A friend of mine took me to lunch the other day to diagnose the train wreck that is my love life. “Why are you always getting your heart broken?” he asked. I pointed out that people my age are either in a committed relationship (most people) or irrevocably screwed up (me) and that therefore, purely circumstantially, it’s more likely that I’ll be the one scraping myself off the ground. He tried very hard to come up with a list of single, not-crazy people my age, and finally saw my point.

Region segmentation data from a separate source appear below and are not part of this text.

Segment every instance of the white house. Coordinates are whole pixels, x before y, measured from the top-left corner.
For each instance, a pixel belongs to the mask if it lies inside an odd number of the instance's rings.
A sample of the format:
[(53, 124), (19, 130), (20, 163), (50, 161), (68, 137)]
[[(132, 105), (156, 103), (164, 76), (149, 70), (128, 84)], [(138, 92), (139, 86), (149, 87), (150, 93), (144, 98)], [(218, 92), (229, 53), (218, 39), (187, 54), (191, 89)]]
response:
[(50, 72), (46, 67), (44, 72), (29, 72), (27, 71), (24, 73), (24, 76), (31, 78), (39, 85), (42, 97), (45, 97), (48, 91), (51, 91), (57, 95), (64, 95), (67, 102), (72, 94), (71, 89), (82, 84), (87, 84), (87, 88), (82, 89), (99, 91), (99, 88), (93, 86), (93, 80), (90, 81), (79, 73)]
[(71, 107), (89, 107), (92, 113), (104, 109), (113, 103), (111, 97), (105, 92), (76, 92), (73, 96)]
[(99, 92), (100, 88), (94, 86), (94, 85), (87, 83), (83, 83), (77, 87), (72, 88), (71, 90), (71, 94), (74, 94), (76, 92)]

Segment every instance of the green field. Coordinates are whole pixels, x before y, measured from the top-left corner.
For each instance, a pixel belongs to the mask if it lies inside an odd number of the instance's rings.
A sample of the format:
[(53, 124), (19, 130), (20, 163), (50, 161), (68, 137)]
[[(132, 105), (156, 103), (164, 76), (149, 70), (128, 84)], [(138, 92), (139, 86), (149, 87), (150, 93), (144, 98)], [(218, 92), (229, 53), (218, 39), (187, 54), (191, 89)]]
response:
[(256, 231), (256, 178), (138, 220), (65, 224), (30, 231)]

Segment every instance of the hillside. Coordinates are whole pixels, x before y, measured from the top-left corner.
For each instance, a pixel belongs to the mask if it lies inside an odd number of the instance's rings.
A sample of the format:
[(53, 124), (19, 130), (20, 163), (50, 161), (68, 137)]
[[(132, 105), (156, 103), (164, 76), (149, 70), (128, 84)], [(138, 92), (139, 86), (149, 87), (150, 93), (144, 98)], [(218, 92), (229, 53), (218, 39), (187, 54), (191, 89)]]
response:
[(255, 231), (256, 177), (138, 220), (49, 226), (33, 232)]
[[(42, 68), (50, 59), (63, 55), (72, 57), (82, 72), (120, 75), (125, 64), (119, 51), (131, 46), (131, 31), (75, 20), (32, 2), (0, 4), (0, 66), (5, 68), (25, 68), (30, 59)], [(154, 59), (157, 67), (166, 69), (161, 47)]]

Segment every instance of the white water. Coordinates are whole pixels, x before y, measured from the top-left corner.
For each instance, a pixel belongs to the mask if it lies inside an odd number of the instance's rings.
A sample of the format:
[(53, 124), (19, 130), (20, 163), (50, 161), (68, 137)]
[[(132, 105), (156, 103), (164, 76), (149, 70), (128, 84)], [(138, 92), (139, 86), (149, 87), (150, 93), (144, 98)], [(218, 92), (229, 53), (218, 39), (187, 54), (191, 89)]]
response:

If you’re single and over forty, getting into a romance is very much like batting your eyelashes at an approaching SUV before throwing yourself under its wheels. It’s only weird in that you had no intention of throwing yourself in front of an SUV when you woke up earlier that morning, and it’s not like you didn’t see it coming. This is hardly the kind of effect you forget in a hurry, and you can only bring yourself to do it again if you become comfortable with the idea of repeatedly becoming roadkill. What’s not to love?

You’ve done the things people do. You feared marriage, or tried marriage, or are in a marriage, and decided it wasn’t for you. You went to bars with your friends, who knew when to gag you, when to intervene, when to talk you down, when to take your weapons away, and when to pull you off the scene gently but firmly. Come to think of it, this describes none of my friends, not one. Thanks, guys.

You were creeped out by arranged meetings; too old-fashioned for Tinder and the raft of other dating apps that are common currency with younger people (and several very conflicted married people). You successfully failed to die for so long, in the same town, that you already became fast friends with most of the people in the ambit of your life. How are you supposed to meet anyone worth feeling romantic about? If you do, how do you proceed? Here, let me direct your attention to this attractive SUV approaching at speed.

Sure, there’s the odd full-throated relationship, with insane love and (good) possessiveness, of which I have some experience. There’s the toxic one-way thing with the (bad) possessiveness and (brazen) double standards, of which I also have some experience. There’s the ships passing in the night thing, which is a double-edged sword. There is the set-up, which only one of my friends ever tried on me (I made a new friend). There are singles parties, but the only one I was ever invited to was on a Whatsapp chat, before the event, that robbed me of my will to live, let alone attend. There is the random meeting, which, if it didn’t seem disastrous today, will tomorrow. I will only say that if you want to be in any kind of relationship, do it before you turn forty, because after that you are likely to be your own worst enemy, and cranky to boot.

Don’t say something idiotic, like, ‘Don’t throw yourself in front of the SUV,’ or ‘Don’t give your heart’. Human culture is brimful of artistic tributes to horrible romantic decisions, because there’s absolutely no point in living pristine and unscathed and bored to tears. The friend who took me to lunch wanted to know whether the ups were worth the downs. The answer is yes—there’s nothing quite like that split second of flying through the air, before the wheels hit. Now please take me to the emergency room? Tell them it’s the usual.